Yeah -- I don't buy the, "I work x hours a week," argument, either. I worked 30-40 hours a week as an undergrad and carried a full-time load -- and showed up to class (although my friends still remind me that I did sometimes nod off). We are not allowed (in WA state) to require attendance, but can grade on participation. My classes are structured to include a lot of primary source discussion, with attendant preparation for discussion. If a student chooses not to come to class, the student cannot do well. And yet, many still consider attendance optional. Of course, they also seem to consider the reading, tests, papers, etc. optional.

On another note, one argument that Jonathan Reynolds did not bring up is that, if a class has met the cap and there is a wait list, students who keep their places but don't attend are infringing on the rights and privileges of those students on the wait list who would. By loose extension, a student who chooses to attend a public institution and not fulfill his commitments and obligations may be taking the place of someone who was not accepted and might be a better student.


Brian Ulrich - 1/27/2005

I'm strict about attendance in discussion sections. The culture at UW does not really permit checking it at lectures, though what I cover there is different from the readings and you really need both to get high grades. (You could probably pass without one or the other.)

As a undergraduate, however, I often noticed that the classes where attendance was counted as part of the grade were usually those where the educational value of such attendance was the least. I remember one education requirement in particular where the "lectures" were just going through the textbook, but attendance was like 35% or something. By the same token a political science professor never bothered with attendance, but everyone usually came because it was the only way to understand anything.


Manan Ahmed - 1/27/2005

So, if on the first day of class, I distribute all the readings for the semester, the assignments and the final essay requirement, I can stop going to class to give those insubstantial lectures? Kids can read/reflect at home and hand me the assignment and that would be that?

Signing up for a class is a committment. I, as a teacher, commit to showing up every class and delivering a cogent lecture.

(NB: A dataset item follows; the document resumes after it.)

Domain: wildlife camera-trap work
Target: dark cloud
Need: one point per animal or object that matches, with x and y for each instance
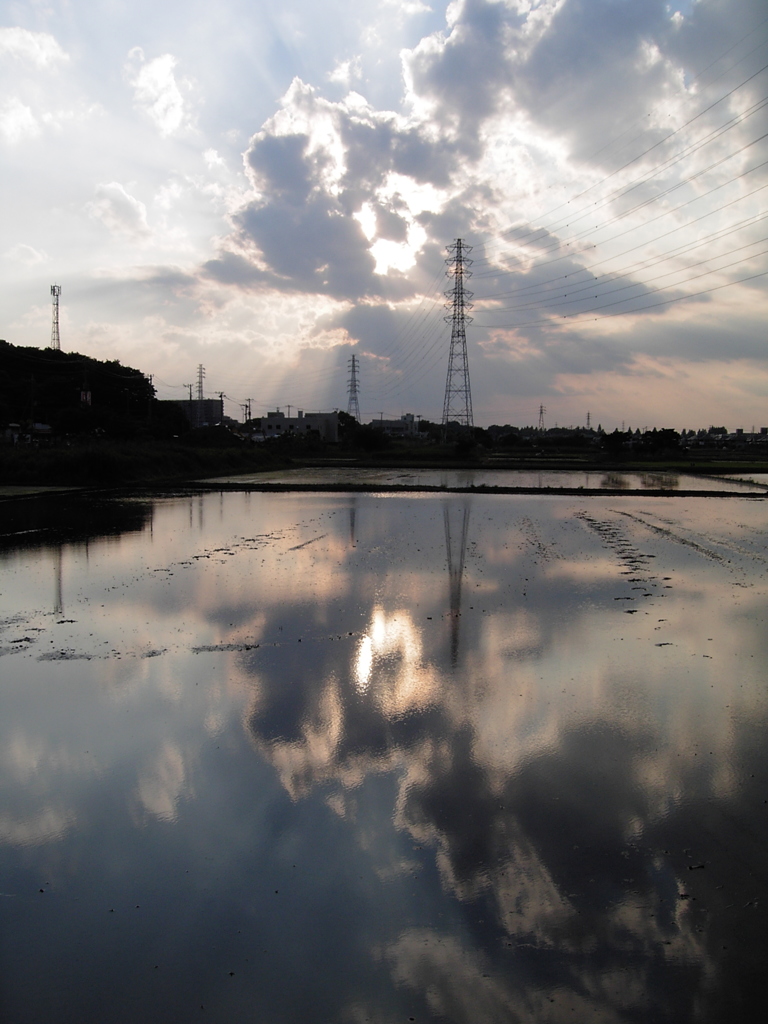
(467, 77)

You, as a student, commit to showing up every class and paying attention. I agree with Jonathan that I'd rather have them complain about strict attendance policy than fail the class.

Incidentally, I have rarely skipped a class (I cant even recall any examples) and I have been working full-time throughout my undergrad and grad school life.


Richard Henry Morgan - 1/27/2005

I think your position works sometimes, even most of the times.

I have a counterexample. I had an advanced math class where the professor failed you if you missed two classes. It met twice a week. With a half-hour commute, that made 5 hours a week devoted to classwork (commuted at night). Unfortunately, the classtime was worthless. I had a 96 average in the class, but I was consistently lost by a third of the way through the class period. I passed not based on classwork, but based on teaching myself from the book, on my own time, and doing four times the assigned homework. I would actually have saved myself a lot of time and grief if I hadn't gone to class. BTW, the professor was a hell of a nice guy, and an entertaining lecturer, he just didn't have a clue that 90% of the class was lost each week.